The court did grant certiorari Thursday in seven cases.

In the case Herrera v. Wyoming, the justices will look at the elk-poaching conviction of Clayvin Herrera, a member of the Crow Tribe of Indians who engaged in subsistence hunting for his family in the Bighorn National Forest.

A case between Fourth Estate Public Benefit Corp. and Wall-Street.com asks whether an entity can be said to have registered a copyright claim merely by delivering the required application, deposit and fee to the copyright office.

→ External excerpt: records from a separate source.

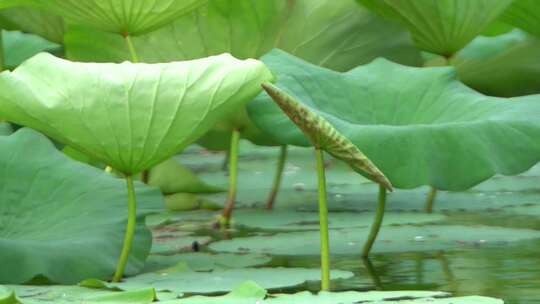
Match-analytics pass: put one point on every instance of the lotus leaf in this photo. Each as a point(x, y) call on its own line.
point(59, 294)
point(420, 126)
point(441, 26)
point(148, 112)
point(335, 34)
point(59, 218)
point(378, 297)
point(18, 47)
point(132, 17)
point(29, 20)
point(524, 14)
point(505, 65)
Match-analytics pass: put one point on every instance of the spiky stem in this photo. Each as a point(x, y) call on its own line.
point(430, 201)
point(130, 230)
point(323, 215)
point(277, 179)
point(233, 179)
point(376, 226)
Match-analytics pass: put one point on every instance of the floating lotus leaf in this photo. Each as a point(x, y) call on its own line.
point(441, 26)
point(420, 126)
point(30, 20)
point(378, 297)
point(524, 14)
point(59, 218)
point(507, 65)
point(133, 17)
point(391, 239)
point(59, 294)
point(129, 116)
point(180, 279)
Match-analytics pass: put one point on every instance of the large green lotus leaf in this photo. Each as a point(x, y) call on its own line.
point(204, 261)
point(60, 294)
point(181, 280)
point(129, 116)
point(132, 17)
point(420, 126)
point(7, 296)
point(390, 239)
point(171, 177)
point(30, 20)
point(18, 47)
point(378, 297)
point(524, 14)
point(335, 34)
point(441, 26)
point(59, 218)
point(506, 65)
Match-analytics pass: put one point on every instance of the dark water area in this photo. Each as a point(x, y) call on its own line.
point(505, 270)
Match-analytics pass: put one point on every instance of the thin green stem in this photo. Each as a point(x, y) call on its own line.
point(430, 201)
point(376, 226)
point(130, 230)
point(233, 179)
point(2, 55)
point(370, 269)
point(131, 48)
point(277, 179)
point(323, 215)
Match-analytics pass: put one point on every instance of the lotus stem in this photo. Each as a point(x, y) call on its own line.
point(372, 273)
point(131, 48)
point(233, 179)
point(2, 56)
point(430, 201)
point(376, 226)
point(277, 179)
point(130, 230)
point(323, 215)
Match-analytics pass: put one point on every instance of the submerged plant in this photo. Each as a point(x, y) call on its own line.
point(420, 126)
point(130, 116)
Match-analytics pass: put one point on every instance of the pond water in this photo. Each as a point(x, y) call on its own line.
point(506, 269)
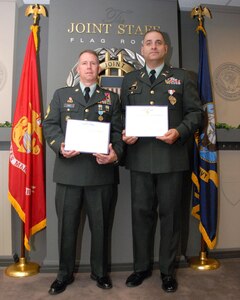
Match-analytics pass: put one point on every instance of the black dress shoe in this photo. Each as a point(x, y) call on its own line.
point(137, 278)
point(169, 284)
point(102, 282)
point(59, 286)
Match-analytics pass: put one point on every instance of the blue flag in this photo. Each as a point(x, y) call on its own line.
point(204, 175)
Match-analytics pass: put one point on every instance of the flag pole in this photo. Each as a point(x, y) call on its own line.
point(23, 268)
point(202, 262)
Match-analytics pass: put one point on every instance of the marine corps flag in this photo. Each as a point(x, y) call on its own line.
point(26, 162)
point(204, 176)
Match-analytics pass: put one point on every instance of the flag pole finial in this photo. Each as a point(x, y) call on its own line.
point(201, 12)
point(36, 10)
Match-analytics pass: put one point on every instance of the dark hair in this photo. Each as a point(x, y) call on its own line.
point(89, 51)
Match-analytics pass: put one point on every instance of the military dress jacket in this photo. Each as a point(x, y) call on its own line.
point(175, 89)
point(69, 102)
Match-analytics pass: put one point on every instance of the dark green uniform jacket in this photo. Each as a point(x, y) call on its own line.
point(69, 102)
point(184, 112)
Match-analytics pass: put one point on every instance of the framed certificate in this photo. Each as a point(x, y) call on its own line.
point(146, 120)
point(87, 136)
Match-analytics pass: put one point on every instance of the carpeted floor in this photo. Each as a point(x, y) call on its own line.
point(220, 284)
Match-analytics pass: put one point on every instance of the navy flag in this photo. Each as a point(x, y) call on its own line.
point(204, 175)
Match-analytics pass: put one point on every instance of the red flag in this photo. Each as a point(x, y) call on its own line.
point(26, 162)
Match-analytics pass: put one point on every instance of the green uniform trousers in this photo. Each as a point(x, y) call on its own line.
point(150, 191)
point(69, 202)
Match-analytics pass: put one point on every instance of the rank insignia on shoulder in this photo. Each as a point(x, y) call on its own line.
point(172, 80)
point(70, 100)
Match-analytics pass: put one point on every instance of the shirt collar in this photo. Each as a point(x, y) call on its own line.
point(92, 88)
point(158, 70)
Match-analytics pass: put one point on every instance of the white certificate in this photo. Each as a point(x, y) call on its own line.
point(143, 121)
point(87, 136)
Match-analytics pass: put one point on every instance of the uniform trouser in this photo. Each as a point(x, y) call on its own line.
point(148, 191)
point(69, 202)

Splitting with the Fifth and Ninth Circuits here, the 11th Circuit agreed with the 10th Circuit that the claim has been made only once the copyright office acts on the application.

Terance Martez Gamble won a writ of certiorari meanwhile for his challenge to the "separate sovereigns" exception to the Double Jeopardy Clause. This case arose from the 11th Circuit.

In Nieves v. Barlett, which arose from the Ninth Circuit, the justices agreed Thursday to decide whether probable cause defeats a First Amendment retaliatory-arrest claim, just as it defeats a retaliatory-prosecution claim.

Returning to the high court next term is the case Franchise Tax Board of California v. Hyatt.

The justices first took up the case in 2015 and vacated an underlying ruling from the Nevada Supreme Court the following year.

Next term in this case, the justices will decide whether to overrule the 1979 case Nevada v. Hall, which “permits a sovereign state to be haled into another state's courts without its consent.”

The justices took up a case from the 10th Circuit as well. This case, Obduskey v. McCarthy & Holthus LLP, asks whether the Fair Debt Collection Practices Act applies to nonjudicial foreclosure proceedings.

Finally from the Third Circuit, the justices took up the case Merck Sharp & Dohme Corp. v. Albrecht.

This case asks whether a failure-to-warn claim under state law is pre-empted when the Food and Drug Administration rejected the drug manufacturer’s proposal to warn about the risk after being provided with the relevant scientific data. “Or must such a case go to a jury for conjecture as to why the FDA rejected the proposed warning,” the petition for certiorari asks.